I clear the gate, scramble down the steps and run. With slippers slipping and dressing gown flapping I fly like the wind. The screeching intensifies, by this point I am probably outdoing the mother magpie by ten decibels to one.. I will never make it. The distance is too great. Who will break the news to my family?
At last, with one final slap with her beak the mother magpie abandons her attack. I am home. 13 Robinhood Road East Ivanhoe, a sanctuary for many a child and even more animals. The count at this stage was nine children, one dog, one cat "mummy" and her numerous kittens, thirty two chooks, twenty pidgeons, numerous budgies, two guinea pigs and a rabbit. In my family the love of animals was a bit of a trait, and pets do make a family.
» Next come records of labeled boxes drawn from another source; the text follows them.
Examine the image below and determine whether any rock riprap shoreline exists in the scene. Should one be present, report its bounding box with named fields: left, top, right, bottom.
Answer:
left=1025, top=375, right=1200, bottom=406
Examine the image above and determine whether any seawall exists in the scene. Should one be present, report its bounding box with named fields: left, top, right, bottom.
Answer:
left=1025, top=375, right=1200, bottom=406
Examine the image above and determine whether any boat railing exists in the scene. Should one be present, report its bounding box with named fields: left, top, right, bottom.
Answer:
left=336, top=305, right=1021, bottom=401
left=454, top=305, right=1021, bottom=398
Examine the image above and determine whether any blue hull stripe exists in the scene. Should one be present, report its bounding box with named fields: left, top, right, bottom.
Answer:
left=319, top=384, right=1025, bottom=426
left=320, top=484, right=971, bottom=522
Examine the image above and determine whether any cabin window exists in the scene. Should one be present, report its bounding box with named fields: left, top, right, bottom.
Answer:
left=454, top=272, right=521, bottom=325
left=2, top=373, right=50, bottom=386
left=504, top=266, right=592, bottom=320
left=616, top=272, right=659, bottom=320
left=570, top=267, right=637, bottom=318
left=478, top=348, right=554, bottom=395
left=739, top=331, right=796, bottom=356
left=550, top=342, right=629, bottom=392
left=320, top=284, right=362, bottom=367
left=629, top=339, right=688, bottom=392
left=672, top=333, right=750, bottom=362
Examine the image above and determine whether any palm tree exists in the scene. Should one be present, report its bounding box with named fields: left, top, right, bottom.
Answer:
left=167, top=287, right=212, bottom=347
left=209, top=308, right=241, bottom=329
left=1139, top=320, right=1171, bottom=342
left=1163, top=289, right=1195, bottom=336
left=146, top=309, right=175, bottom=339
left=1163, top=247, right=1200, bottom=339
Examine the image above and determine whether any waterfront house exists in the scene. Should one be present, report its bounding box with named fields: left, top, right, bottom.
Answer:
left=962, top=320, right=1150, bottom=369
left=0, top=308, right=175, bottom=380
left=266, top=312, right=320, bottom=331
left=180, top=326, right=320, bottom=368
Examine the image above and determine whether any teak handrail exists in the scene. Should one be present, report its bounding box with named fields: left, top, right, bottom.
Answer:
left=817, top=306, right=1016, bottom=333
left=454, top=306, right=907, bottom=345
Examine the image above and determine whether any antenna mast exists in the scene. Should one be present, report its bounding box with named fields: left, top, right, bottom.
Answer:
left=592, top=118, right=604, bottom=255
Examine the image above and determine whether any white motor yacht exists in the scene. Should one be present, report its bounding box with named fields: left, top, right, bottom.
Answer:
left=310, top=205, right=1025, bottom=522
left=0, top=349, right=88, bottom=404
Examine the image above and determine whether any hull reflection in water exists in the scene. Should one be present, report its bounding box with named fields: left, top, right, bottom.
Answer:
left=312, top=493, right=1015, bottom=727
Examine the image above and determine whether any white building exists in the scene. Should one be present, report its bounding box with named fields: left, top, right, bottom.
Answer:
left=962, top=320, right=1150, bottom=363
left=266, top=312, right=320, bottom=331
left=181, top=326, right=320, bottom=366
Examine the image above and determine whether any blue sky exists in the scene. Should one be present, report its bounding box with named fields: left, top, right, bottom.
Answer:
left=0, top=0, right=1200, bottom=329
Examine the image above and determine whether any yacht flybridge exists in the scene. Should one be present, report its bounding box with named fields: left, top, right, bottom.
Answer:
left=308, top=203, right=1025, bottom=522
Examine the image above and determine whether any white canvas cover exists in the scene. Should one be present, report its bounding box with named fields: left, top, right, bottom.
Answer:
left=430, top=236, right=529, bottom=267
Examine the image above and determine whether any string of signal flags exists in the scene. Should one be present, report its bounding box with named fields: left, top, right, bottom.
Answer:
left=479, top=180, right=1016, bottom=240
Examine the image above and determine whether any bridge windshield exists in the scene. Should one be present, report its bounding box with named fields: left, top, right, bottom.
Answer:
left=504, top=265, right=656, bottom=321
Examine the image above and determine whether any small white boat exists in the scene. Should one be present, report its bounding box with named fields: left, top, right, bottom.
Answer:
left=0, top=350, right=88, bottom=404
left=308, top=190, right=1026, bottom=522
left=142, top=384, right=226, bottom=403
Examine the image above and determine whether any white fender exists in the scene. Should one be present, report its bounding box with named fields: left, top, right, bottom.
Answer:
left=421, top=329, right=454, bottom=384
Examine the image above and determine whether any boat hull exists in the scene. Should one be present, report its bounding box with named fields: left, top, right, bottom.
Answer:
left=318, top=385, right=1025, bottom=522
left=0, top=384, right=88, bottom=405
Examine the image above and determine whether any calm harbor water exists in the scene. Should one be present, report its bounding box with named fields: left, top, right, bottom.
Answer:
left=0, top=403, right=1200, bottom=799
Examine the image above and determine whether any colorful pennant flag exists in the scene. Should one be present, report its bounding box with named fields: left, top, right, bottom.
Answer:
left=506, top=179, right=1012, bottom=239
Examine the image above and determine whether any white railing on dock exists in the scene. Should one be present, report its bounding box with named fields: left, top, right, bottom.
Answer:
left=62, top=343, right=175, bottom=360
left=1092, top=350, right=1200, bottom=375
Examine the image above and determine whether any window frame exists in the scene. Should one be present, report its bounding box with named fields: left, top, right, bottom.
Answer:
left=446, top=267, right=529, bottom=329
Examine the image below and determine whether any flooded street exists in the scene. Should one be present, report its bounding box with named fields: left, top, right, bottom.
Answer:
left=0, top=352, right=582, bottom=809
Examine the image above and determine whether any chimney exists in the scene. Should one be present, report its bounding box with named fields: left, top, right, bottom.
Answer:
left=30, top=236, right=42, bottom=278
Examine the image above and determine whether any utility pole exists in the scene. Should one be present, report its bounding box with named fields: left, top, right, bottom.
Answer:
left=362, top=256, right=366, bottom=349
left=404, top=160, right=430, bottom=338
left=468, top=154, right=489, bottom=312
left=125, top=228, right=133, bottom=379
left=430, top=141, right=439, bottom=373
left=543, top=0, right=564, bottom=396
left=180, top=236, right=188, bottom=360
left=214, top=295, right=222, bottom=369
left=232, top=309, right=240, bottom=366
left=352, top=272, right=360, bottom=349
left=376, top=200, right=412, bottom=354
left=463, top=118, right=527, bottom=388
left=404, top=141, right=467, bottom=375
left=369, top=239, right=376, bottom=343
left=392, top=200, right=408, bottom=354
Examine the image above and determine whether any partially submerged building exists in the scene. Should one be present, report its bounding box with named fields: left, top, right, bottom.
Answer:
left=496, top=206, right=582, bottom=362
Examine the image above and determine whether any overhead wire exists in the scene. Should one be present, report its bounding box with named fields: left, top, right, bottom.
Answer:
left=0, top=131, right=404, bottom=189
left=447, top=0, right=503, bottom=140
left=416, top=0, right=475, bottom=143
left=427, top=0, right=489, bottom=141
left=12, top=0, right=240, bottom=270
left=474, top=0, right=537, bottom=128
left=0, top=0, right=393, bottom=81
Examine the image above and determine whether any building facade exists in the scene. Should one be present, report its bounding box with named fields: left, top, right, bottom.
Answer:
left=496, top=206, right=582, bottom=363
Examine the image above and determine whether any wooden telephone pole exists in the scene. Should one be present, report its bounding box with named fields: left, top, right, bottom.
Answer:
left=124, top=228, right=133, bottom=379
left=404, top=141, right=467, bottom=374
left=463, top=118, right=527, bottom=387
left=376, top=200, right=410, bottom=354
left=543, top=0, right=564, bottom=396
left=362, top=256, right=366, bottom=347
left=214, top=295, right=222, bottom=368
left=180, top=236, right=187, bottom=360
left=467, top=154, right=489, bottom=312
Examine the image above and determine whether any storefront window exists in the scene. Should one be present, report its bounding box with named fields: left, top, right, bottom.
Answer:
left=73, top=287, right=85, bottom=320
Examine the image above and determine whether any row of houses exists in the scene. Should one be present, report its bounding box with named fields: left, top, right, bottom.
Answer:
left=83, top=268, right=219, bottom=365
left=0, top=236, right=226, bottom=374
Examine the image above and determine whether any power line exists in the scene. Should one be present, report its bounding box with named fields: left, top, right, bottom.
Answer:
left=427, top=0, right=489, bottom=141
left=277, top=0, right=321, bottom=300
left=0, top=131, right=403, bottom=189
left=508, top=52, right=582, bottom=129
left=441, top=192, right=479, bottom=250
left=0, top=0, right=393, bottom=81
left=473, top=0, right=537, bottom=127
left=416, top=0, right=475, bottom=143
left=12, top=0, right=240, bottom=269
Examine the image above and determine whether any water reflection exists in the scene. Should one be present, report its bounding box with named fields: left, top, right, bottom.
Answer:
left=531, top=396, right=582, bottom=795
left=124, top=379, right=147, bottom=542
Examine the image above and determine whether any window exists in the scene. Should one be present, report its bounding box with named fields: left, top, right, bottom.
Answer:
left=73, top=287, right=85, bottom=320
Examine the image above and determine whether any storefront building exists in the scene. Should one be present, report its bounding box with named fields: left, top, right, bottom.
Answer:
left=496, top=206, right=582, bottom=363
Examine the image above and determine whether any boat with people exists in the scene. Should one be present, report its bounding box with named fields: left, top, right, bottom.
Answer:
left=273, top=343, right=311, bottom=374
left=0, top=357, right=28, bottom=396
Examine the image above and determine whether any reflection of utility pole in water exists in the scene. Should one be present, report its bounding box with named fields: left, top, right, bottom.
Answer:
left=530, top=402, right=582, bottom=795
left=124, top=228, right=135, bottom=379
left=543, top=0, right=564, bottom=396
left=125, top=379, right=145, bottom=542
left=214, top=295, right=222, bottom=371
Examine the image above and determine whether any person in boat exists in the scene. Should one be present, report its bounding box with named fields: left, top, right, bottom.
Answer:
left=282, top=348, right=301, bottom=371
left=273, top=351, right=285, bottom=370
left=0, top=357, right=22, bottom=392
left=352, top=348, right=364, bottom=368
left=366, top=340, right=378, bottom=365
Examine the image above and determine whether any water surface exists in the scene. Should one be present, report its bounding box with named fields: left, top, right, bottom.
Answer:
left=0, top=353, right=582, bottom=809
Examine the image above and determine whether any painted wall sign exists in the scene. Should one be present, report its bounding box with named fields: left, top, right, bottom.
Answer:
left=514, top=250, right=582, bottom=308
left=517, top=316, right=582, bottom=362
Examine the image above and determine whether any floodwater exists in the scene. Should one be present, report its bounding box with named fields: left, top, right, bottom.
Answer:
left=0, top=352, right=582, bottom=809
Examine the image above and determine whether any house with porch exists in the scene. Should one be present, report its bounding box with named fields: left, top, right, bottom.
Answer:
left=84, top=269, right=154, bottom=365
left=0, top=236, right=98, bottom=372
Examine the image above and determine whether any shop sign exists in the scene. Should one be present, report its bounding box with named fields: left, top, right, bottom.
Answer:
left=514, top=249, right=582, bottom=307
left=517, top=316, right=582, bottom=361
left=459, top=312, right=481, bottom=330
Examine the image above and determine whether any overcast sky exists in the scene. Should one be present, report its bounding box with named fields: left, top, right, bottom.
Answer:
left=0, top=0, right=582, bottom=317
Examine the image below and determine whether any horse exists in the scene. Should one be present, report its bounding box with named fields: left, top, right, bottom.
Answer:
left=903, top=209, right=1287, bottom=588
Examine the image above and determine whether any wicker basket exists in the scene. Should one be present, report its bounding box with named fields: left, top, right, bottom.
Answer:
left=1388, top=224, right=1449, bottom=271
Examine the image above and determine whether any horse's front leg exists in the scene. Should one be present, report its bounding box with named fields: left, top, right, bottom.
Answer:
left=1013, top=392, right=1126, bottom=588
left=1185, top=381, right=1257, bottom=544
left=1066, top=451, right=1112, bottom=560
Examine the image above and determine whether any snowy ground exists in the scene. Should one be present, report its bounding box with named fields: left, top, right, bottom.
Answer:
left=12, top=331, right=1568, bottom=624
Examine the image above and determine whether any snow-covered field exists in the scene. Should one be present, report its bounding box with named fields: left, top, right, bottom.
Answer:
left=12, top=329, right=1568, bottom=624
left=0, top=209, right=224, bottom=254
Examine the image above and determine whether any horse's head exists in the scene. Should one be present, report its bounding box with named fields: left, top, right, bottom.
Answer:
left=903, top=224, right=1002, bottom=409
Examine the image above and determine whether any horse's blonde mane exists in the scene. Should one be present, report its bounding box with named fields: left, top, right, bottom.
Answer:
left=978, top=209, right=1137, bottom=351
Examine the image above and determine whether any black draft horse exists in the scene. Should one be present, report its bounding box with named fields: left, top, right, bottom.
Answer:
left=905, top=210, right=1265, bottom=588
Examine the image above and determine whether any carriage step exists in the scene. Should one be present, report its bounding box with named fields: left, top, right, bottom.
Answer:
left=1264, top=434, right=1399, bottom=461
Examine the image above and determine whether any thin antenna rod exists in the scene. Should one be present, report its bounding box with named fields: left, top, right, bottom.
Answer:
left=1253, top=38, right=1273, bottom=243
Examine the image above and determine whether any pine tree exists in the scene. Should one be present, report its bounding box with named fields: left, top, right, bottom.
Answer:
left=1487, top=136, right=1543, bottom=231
Afterword : To this day I have no memory of my homecoming on this fateful day. I put this down to my dad, a man who understood why a small boy would leave the house in the dark to rescue a magpie. I later discovered that Father Fen, our parish priest had dispatched the baby magpie so that's it's parents would not harm my fellow precious students. I have no idea why he did not consider that his actions may have subjected me to extreme peril! He was a nice enough old chap, but in light of all that went on I was never again amused by his "watch me pull the end off my thumb" trick again.
After the Afterword: I now reiterate, that is so called Delightful Dave's favourite story of my childhood, and tears of laughter run down his face as I retell of my terror. Sweet? I do wonder.